DOE search site is a big hit
DOE search site is a big hit
Energy puts PubScience through stress test to verify its heavy-duty capacity
By William Jackson
The Energy Department's new PubScience Web site for searching scientific journal citations has had a surprising volume of visitors since its October debut.
Energy's PubScience site draws enough queries to support use of a high-capacity server cluster that can handle 50,000 searches a day at measured performance levels.
Demand is not overwhelming for titles such as 'Semiconductor laser with regrown-lens-train unstable resonator: Theory and practice,' but Energy's Office of Science and Technical Information made sure the PubScience site could handle heavy traffic.
'Performance is a big issue for us,' said Vince Dattoria, senior systems engineer at OSTI. 'We didn't know what to expect, to be honest.'
PubScience, which focuses on the physical sciences, was modeled on the National Institutes of Health's PubMed site, which gets up to 500,000 search requests a day for about 500 journals. PubScience started with about 1,000 journals, and Dattoria thought 50,000 searches a day would not be unreasonable at the start.
'A resource like this usually has slow going until word gets around,' he said.
OSTI hired Neal Nelson and Associates of Chicago to stress-test the site's hardware. It turned out that the two servers OSTI started with were not up to the task.
'Neither of the original machines would have the capacity as standalone servers to support the expected number of users,' said Neal Nelson, the company president.Now serving
OSTI then reconfigured the hardware, putting a Sun Microsystems Ultra HPC 10000 server in front as a gateway and load balancer for two other Sun servers. An Ultra HPC 3000 was upgraded with four CPUs, 5G of RAM and 100G of online disk storage. An Ultra HPC 3500 with two 400-MHz CPUs, 8G of RAM and additional online storage joined the array.
Dattoria said that although he had no solid figures yet, traffic on the site was growing faster than he expected. The page has had visitors from 50 countries, and OSTI estimated that PubScience traffic quickly outstripped the traffic on Energy's main home page.
PubScience not only gives Energy scientists easy access to scientific literature, it also functions as part of OSTI's mandate to disseminate departmental research. It is hosted by OSTI at pubsci.osti.gov, and by the Government Printing Office at its GPO Access site, at www.access.gpo.gov
'We are here to serve the department,' Dattoria said. 'GPO serves the public.'
The search engine was built with Open Text Search SDK from Open Text Corp. of Waterloo, Ontario.
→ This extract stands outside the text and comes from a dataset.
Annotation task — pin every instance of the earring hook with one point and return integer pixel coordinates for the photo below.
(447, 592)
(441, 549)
The 21 publishers participating in PubScience, or their intermediaries, send citations directly by File Transfer Protocol. 'We have scripts we developed based on the format for each publication,' Dattoria said, and the scripts tag the citations with Hypertext Markup Language links to the full text on the publishers' Web sites.
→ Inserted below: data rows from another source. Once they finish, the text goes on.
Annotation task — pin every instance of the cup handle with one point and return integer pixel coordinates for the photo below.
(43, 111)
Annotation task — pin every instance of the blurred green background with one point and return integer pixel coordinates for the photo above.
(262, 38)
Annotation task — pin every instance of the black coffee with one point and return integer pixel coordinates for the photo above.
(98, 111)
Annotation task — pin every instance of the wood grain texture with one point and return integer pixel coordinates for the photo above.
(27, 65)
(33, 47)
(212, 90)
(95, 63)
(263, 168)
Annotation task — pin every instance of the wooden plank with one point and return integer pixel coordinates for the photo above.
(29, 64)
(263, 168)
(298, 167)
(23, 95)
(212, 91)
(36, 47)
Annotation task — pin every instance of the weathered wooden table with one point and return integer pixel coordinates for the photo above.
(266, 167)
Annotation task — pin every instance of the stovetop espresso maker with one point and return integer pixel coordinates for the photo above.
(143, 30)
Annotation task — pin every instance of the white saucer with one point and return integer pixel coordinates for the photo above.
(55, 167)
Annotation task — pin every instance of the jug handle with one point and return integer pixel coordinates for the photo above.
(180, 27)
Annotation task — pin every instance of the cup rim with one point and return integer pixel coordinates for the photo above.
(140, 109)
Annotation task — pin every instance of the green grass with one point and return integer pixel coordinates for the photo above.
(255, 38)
Most publishers require a subscription or fee to access full text of articles.
Nelson's Chicago laboratory did the stress-testing remotely with a bank of Pentium computers running scripts simulating 25, 50, 75 and 100 simultaneous queries. The remote terminal emulation tests applied the same workload over and over so that system elements could be reconfigured and bottlenecks pinpointed.
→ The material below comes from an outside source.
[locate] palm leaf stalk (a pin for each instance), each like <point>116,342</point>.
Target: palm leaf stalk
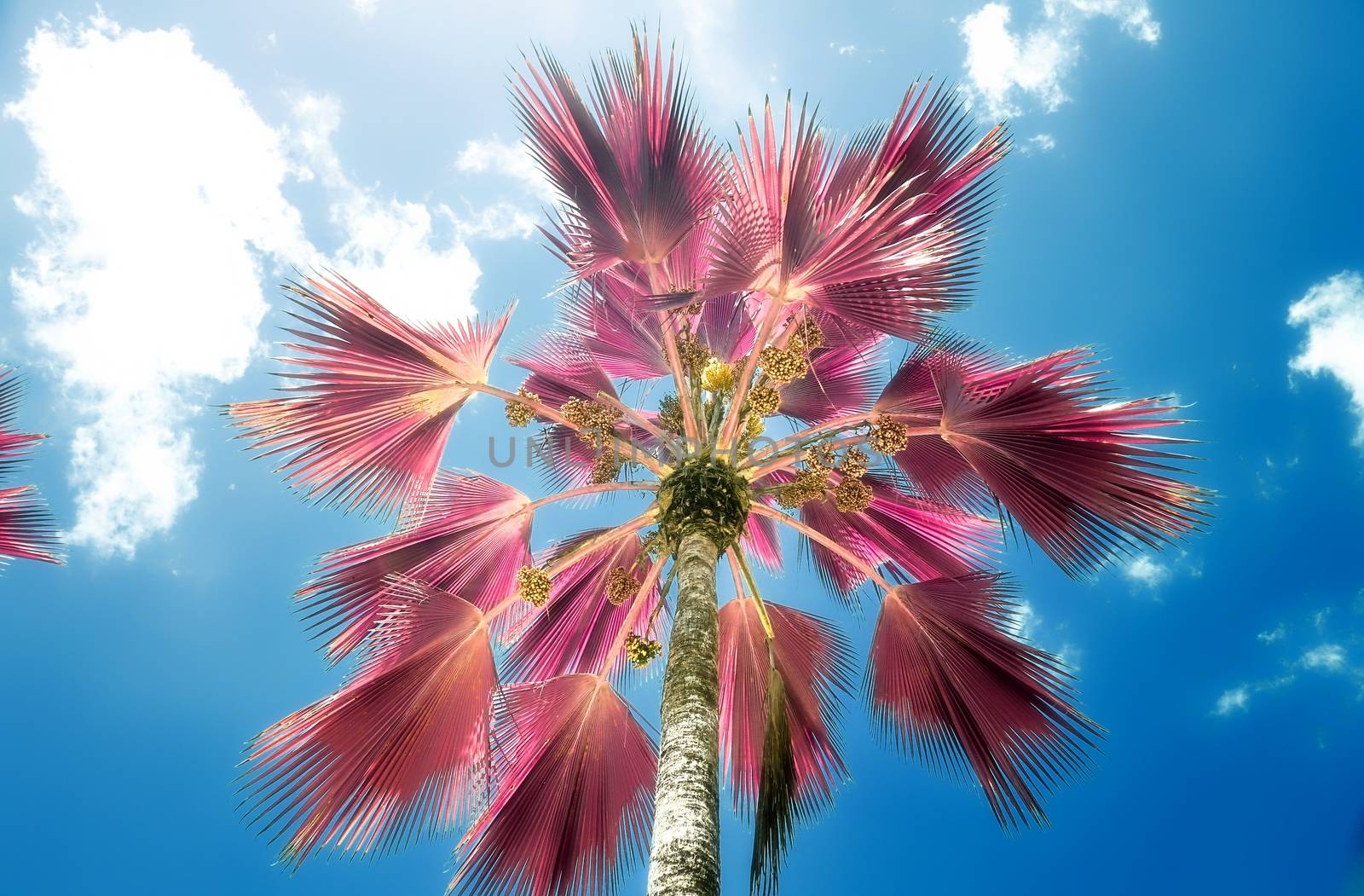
<point>714,296</point>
The configuration can handle up to 8,400 searches an hour, more than double the original rate, and the average wait during 50 simultaneous searches has dropped from 48 seconds to five.
Nelson said OSTI was wise to test system capacity before going online.
'Many people will put up a site and wait for the problems,' he said. Doing so with PubScience probably would not have been a disaster, Nelson said, 'but I think we accelerated things.'